ST. PAUL, Minn. -- When he took over as interim coach of the Minnesota Wild on Feb. 13, John Torchetti implored the younger players on his roster to take on a bigger role within a dressing room filled with veterans.
Perhaps no player has taken that more to heart than forward Erik Haula.
It's not that Torchetti elevated Haula in the lineup or has him playing top-six minutes; his role is essentially unchanged from the first half of the season.
But it's no coincidence that as the play of Haula has improved, so too has Minnesota's chances to succeed in the Stanley Cup Playoffs.
Video: OTT@MIN: Haula finishes Pominville's feed to tie game
The improved play is the result of a simple message from Torchetti to Haula during a quick meeting between the two a few hours after the change in coaches.
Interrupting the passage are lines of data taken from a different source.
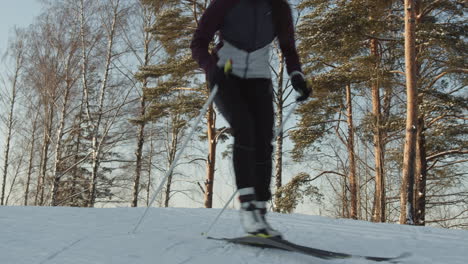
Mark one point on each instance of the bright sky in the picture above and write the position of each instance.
(13, 13)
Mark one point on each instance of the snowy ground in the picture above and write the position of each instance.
(30, 235)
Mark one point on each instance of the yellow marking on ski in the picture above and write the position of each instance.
(261, 235)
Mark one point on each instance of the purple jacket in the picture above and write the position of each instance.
(219, 17)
"From my end, I had him [for six games with Houston of the American Hockey League in 2012-13] and I knew about his speed," Torchetti said. "I just wanted him to keep using it. His speed is incredible."
Haula's speed has repeatedly created mismatches in all three zones, and as a result, he has been one of the Wild's most valuable players, playing a starring role in Minnesota's late-season surge to its fourth consecutive trip to the postseason.
After scoring five goals and three assists in the first 49 games this season under Mike Yeo, Haula has nine goals and 12 assists and is a plus-13 since the coaching change. His 10-game point streak from March 12-31 was the longest active streak in the NHL when it ended and tied the longest streak in team history (Andrew Brunette, 2002).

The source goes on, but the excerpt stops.